You can’t be “fined,” but you might be charged a fee. Customers disputing high electricity bills who want CenterPoint Energy to come out and re-read their meters might find themselves paying an extra $6.
In today’s story about Houstonians who continue to wrestle with high power bills that date back to problems stemming from Hurricane Ike, Public Utility Commission of Texas spokesman Terry Hadley said retail electric providers cannot fine customers who request an actual meter read after months of estimated bills.
That much is true.
But once a customer’s meter has been read post-storm, CenterPoint Energy will put through a $6 service charge if the customer requests a re-read and it confirms the original result. CenterPoint distributes electricity to most Houston-area customers, regardless of their retailer provider.
CenterPoint spokeswoman Alicia Dixon said it is up to each retailer to decide whether to pass along that charge to consumers or eat the cost. Most power companies pass the service charge through.
Al Barrios, vice president of operations with Spark Energy, said all Spark customers who call in requesting a meter read are warned of the potential for a charge.
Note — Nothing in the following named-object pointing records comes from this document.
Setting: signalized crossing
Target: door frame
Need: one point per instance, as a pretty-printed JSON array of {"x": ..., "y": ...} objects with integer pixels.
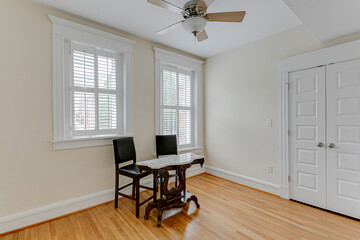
[{"x": 339, "y": 53}]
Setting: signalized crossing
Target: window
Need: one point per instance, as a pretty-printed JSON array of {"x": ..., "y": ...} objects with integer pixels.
[
  {"x": 178, "y": 99},
  {"x": 94, "y": 92},
  {"x": 176, "y": 114},
  {"x": 91, "y": 85}
]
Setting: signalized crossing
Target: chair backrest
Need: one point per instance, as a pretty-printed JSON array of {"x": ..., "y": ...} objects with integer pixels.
[
  {"x": 124, "y": 150},
  {"x": 166, "y": 145}
]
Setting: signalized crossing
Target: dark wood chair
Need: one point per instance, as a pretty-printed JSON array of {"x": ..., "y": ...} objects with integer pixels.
[
  {"x": 167, "y": 145},
  {"x": 124, "y": 150}
]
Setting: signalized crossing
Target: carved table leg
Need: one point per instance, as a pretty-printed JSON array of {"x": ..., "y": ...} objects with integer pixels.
[
  {"x": 194, "y": 198},
  {"x": 148, "y": 209},
  {"x": 160, "y": 211}
]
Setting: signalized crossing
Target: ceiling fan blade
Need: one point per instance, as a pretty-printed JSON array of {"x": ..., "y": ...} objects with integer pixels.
[
  {"x": 226, "y": 16},
  {"x": 202, "y": 36},
  {"x": 204, "y": 4},
  {"x": 166, "y": 5},
  {"x": 169, "y": 28}
]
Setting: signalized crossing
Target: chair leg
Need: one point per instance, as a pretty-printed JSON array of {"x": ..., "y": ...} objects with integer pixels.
[
  {"x": 116, "y": 190},
  {"x": 133, "y": 190},
  {"x": 137, "y": 195}
]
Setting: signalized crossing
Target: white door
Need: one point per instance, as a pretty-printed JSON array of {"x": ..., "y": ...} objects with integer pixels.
[
  {"x": 343, "y": 130},
  {"x": 307, "y": 136}
]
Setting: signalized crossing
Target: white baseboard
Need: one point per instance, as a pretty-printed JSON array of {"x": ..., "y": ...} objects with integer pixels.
[
  {"x": 244, "y": 180},
  {"x": 41, "y": 214}
]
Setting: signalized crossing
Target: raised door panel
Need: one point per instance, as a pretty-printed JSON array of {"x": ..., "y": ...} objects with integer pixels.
[
  {"x": 307, "y": 130},
  {"x": 343, "y": 130}
]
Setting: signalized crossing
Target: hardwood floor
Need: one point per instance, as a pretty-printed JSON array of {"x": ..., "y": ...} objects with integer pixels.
[{"x": 228, "y": 211}]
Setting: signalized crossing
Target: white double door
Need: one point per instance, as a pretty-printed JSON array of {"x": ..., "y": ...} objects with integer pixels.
[{"x": 324, "y": 141}]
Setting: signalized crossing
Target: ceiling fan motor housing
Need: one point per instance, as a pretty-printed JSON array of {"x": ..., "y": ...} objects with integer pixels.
[{"x": 194, "y": 25}]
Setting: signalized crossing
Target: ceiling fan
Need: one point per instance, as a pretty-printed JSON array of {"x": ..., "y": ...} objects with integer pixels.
[{"x": 196, "y": 17}]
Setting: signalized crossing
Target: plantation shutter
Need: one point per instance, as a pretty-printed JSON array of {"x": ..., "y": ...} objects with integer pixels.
[
  {"x": 94, "y": 92},
  {"x": 83, "y": 82},
  {"x": 176, "y": 105}
]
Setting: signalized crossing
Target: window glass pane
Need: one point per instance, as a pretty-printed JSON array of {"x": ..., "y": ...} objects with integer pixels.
[
  {"x": 184, "y": 90},
  {"x": 169, "y": 121},
  {"x": 107, "y": 111},
  {"x": 107, "y": 73},
  {"x": 184, "y": 127},
  {"x": 83, "y": 69},
  {"x": 169, "y": 88},
  {"x": 84, "y": 111}
]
“It’s our standard response to everybody. We want them to know there’s the potential for a fee,” he said, adding if there’s any ambiguity to the meter read the company sides with the customer.
CenterPoint’s meter readers took on different jobs in the aftermath of Ike, according to Dixon. Because they are familiar with Houston’s terrain, most were deployed as navigators with out-of-town crews of linesmen and tree trimmers who worked to repair the power grid.
Meter reading resumed Oct.13 when a temporary measure that allowed utilities to estimate bills in storm-damaged areas expired. That measure has since been renewed, allowing utilities to estimate bills through the end of the year, but Dixon said CenterPoint is back up to speed on reading meters and does not need to continue estimating electric consumption due to the storm.
Electric bill estimation still occurs frequently even when there hasn’t been a weather event or emergency. But in normal times of operation, Texas utilities generally aren’t allowed to estimate power consumption two months in a row, according to PUC spokesman Hadley.
Pat Hammond, a spokeswoman with Reliant Energy, said that retail electricity provider has seen a 30 percent uptick in customer service phone calls this fall due to hurricane-related billing questions. Reliant is trying to work with as many customers as possible to create payment options in the face of high bills, she said.
“While we certainly understand that CenterPoint had a tremendous undertaking to restore the system after Hurricane Ike, we would like to see meter reading services restored to a normal schedule as quickly as possible. Estimated bills are confusing to customers and can create a burden when the bill comes due. Customers deserve to have an actual meter reading so that they are only billed for what they use,” Hammond said.